FourCastNet: Accelerating Global High-Resolution Weather Forecasting Using Adaptive Fourier Neural Operators
ACM Papers – PASC23 Plenary Paper
Thorsten Kurth (NVIDIA Inc., Switzerland)
Extreme weather amplified by climate change is causing increasingly devastating impacts across the globe. The current use of physics-based numerical weather prediction (NWP) limits accuracy due to high computational cost and strict time-to-solution limits. We report that a data-driven deep learning Earth system emulator, FourCastNet, can predict global weather and generate medium-range forecasts five orders-of-magnitude faster than NWP while approaching state-of-the-art accuracy. FourCastNet is optimized and scales efficiently on three supercomputing systems: Selene, Perlmutter, and JUWELS Booster up to 3,808 NVIDIA A100 GPUs, attaining 140.8 Petaflops in mixed precision (11.9% of peak at that scale). The time-to-solution for training FourCastNet measured on JUWELS Booster on 3,072GPUs is 67.4minutes, resulting in an 80,000 times faster time-to-solution relative to state-of-the-art NWP, in inference. FourCastNet produces accurate instantaneous weather predictions for a week in advance and enables enormous ensembles that could be used to improve predictions of rare weather extremes.

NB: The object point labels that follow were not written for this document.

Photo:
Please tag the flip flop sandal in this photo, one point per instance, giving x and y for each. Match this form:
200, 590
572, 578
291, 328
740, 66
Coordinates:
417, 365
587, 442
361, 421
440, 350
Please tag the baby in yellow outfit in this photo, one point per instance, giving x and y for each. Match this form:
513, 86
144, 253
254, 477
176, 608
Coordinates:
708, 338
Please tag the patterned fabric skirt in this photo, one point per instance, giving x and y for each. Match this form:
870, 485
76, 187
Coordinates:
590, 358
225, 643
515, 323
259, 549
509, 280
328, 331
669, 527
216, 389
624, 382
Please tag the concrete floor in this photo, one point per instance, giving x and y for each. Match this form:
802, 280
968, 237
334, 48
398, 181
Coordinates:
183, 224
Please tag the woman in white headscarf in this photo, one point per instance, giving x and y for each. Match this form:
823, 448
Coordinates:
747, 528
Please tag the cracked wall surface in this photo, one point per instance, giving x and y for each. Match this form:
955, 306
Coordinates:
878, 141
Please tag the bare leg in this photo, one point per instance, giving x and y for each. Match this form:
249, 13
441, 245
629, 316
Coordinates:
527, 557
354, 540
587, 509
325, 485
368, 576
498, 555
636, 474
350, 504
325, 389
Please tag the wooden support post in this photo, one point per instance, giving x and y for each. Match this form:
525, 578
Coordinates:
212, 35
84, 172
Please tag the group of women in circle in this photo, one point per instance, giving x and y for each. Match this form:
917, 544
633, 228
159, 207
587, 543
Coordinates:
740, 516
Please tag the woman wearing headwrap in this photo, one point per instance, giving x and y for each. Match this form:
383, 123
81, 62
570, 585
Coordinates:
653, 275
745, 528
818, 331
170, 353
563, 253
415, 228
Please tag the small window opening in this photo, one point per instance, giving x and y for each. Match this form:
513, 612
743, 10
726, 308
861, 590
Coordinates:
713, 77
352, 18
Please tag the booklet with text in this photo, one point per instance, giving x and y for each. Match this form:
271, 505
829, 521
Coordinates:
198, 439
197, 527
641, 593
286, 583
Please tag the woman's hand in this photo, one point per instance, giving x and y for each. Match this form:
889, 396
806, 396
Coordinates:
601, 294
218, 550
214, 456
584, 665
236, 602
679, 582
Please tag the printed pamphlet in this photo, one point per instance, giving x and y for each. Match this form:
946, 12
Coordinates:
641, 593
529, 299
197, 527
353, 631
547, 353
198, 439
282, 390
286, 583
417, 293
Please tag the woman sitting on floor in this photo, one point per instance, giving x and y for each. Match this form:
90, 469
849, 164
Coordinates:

Thorsten works at NVIDIA on optimizing scientific codes for GPU based supercomputers. His main focus is on providing optimized deep learning applications for HPC systems, including MLPerf HPC benchmark applications. These include end-to-end optimizations such as input pipeline including IO tuning and distributed training. In 2018 he was awarded the Gordon Bell Prize for the first Deep Learning application which achieved more than 1 ExaOp peak performance on the OLCF Summit HPC system. In 2020 he was awarded the Gordon Bell Special Prize for HPC-based Covid-19 research for efficiently generating large ensembles of scientifically relevant Spike Trimer confirmations using the AI driven MD simulations workflow.